/CalciPy

Python script for processing ratiometric calcium fluorescence data

Primary LanguagePythonGNU General Public License v3.0GPL-3.0

CalciPy: A Python script for processing ratiometric calcium fluorescence data

One of the primary challenges in processing ratiometric data is that the two signals which make up the ratiometric data are actually captured separately, and it is not known which is which. CalciPy processes interlaced calcium fluorescence wavelength data, identifies the proper ratio sequence, and calculates metrics from the resulting signal. See below for more detail. While there is a variety of software for processing calcium fluorescence data, each of them have one or more shortcomings, such as:

  • Few solutions actually process ratiometric data provided by two wavelengths of light
  • Some require manual effort to determine the proper ratio and subsequent calculations
  • Those that can process ratiometric data automatically are limited (e.g. only able to process a single cell line at a time)
  • Finally, they are not widely available, are closed source, or otherwise proprietary limiting the auditability of the experiments

CalciPy's goal is to enable high throughput, yet customizable, processing of ratiometric calcium fluorescence data, in an open and autidible fashion. It can also serve as a starting point for processing data that is exported from microscopy imaging software, such as Nikon's NIS-Elements. Nikon NIS-Elements is typically used to process images taken from microscopes such as the Nikon Eclipse Ti.
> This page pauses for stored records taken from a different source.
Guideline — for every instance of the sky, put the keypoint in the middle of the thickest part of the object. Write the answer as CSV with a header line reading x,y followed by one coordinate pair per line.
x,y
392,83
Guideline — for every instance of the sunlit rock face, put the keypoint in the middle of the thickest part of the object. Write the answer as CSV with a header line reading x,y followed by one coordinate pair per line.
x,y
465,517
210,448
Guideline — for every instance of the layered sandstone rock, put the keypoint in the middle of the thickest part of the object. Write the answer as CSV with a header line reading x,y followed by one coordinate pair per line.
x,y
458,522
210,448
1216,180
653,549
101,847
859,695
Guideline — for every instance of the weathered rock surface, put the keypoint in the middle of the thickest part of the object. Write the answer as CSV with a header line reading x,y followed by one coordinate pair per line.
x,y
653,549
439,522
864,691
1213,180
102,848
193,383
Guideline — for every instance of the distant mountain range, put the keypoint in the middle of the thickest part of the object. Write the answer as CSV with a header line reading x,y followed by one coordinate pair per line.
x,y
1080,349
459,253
Requirements, Dependencies, and Installation

CalciPy expects that the input file is an Excel file containing ratiometric calcium fluorescent data, which is in the same structure that software packages like Nikon NIS-Elements exports data. See the samples directory for more information.
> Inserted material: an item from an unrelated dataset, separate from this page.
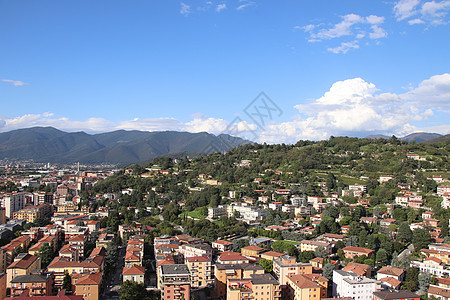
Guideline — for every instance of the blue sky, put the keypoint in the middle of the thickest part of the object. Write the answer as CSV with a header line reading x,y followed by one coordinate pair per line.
x,y
328,67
The script requires Python 2 (v2.7 at least, Python 3 has not been tested yet). Furthermore, the following Python libraries are required and can be installed with Pip.

  • openpyxl
  • numpy
  • scipy
  • matplotlib
  • analytic-wfm

Other than that, the script can be run as is when downloaded as a single file.

Running / Command Line Arguments

CalciPy can be run simply by providing the path to the input file as a command line argument. For example:

python calci.py PATH/TO/EXCEL_FILE.xlsx

Additional common examples are as follows. After running the script, you can see the output PDF files and CSV files to determine if you need to add more parameters. If you'd like to output the files to a different directory, use the -O option as follows:

python calci.py -O PATH/TO/OUTPUT_DIRECTORY PATH/TO/EXCEL_FILE.xlsx

If you find that there are more (or fewer) peaks being detected than should be, adjust the look-ahead and delta parameters as below. The look-ahead parameter indicates how far apart (in terms of the number of datapoints - not the amount of time) each peak should be detected. The delta parameter indicates how large of a change in amplitude will be used to identify a peak. It's often best to start by adjusting the look-ahead parameter first, and then adjusting the delta parameter if further refinement is needed.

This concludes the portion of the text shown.